Chevalier brought up a very solid point and I concur.
Much of what I recall fondly from ASPD was from when I first joined and that happened in another city where the "civility" was already on the downhill side and where I first learned that a client jealous of a provider seeing and actually liking another client way more than he could lead to the jealous client outing him to his employee. YIKES!
But the names of the providers I met and some I grew to know a bit always brings a nice smile to my face.
As mentioned, as the Internet became the place to try and be safer when seeing providers and the providers tried to escape the streets and hard copy Observer type papers, many factors went into the growth and the ensuing troubles.
A website of the size of ASPD and now ECCIE that depends strictly on volunteer staff to keep things in check is unheard of. Staff typically chooses to try and help by giving up some of their spare hours in a given week but at the same time they have their own real lives and their own hobbies here and other places and so the total time any given volunteer can devote instead of paid workers pales in comparison.

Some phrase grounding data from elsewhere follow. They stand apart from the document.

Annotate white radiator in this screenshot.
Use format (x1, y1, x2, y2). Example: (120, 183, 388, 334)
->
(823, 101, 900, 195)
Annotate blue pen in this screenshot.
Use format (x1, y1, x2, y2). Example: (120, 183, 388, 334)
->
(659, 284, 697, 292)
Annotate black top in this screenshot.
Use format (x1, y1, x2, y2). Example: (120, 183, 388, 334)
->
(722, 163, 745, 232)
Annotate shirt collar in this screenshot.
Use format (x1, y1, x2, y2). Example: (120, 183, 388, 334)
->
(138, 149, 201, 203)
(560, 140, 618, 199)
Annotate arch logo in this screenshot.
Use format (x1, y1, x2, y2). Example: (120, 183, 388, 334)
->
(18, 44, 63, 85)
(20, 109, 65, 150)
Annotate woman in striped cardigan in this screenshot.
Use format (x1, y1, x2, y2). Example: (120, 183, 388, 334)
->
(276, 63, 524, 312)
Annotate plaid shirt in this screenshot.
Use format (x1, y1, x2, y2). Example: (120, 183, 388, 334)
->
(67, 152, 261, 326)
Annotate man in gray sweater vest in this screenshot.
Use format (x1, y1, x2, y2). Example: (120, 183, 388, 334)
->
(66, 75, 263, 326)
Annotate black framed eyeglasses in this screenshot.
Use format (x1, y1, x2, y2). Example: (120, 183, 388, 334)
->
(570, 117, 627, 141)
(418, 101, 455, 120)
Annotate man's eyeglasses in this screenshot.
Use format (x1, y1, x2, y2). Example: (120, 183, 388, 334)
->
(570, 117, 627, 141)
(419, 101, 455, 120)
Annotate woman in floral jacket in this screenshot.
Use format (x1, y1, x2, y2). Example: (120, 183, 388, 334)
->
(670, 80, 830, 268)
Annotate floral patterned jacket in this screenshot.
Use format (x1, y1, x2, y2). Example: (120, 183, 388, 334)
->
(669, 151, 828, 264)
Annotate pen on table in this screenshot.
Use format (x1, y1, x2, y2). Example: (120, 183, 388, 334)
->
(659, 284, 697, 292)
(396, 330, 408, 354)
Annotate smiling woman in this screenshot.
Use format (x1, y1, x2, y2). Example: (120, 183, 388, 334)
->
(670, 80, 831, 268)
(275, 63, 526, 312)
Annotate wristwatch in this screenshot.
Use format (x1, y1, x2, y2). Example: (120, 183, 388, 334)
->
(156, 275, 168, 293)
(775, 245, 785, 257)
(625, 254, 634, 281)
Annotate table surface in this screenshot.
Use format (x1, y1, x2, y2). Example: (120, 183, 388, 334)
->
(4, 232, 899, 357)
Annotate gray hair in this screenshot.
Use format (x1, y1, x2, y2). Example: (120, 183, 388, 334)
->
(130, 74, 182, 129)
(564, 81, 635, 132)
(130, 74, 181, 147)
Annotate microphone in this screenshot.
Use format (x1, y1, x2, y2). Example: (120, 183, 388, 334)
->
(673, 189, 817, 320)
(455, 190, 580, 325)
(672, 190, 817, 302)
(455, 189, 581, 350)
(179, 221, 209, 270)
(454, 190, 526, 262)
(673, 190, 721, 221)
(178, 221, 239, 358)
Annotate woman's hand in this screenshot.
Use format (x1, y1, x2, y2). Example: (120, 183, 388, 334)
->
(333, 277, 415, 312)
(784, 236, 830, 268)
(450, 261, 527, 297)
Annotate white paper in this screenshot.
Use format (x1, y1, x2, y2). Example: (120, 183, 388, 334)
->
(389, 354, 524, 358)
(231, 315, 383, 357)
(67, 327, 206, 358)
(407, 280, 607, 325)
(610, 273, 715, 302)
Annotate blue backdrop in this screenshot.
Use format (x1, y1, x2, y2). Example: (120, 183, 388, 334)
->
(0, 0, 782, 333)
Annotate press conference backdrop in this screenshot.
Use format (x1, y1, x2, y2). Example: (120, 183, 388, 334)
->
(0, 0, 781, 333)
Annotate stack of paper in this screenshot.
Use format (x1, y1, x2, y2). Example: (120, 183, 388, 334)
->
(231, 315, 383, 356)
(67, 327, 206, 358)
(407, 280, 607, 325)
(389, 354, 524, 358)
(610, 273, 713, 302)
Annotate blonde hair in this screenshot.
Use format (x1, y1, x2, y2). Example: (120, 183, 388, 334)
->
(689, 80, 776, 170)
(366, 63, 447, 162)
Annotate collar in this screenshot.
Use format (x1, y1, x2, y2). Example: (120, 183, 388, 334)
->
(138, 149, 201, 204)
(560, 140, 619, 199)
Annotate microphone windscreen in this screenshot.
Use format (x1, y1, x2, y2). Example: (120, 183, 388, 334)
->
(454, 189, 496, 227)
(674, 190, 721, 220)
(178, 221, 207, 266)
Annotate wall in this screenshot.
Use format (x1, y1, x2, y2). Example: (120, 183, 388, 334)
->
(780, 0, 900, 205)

Would ASPD having paid staff members with scheduled hours and accountability to the owner (IF Amber would have been able to pay attention?) made a difference?
I'm guessing yes.
The complaint made above about the inmates running the asylum could have been addressed if the volunteers had been paid workers who did the mod tasks as a job and even if done on a basis where certain types of work paid differently, an incentive system surely would have helped slow down and maybe stop the collapse of ASPD.
I'm going to go and relax and have a cold one before bed. Hope everyone sleeps well and has great plans for this coming weekend!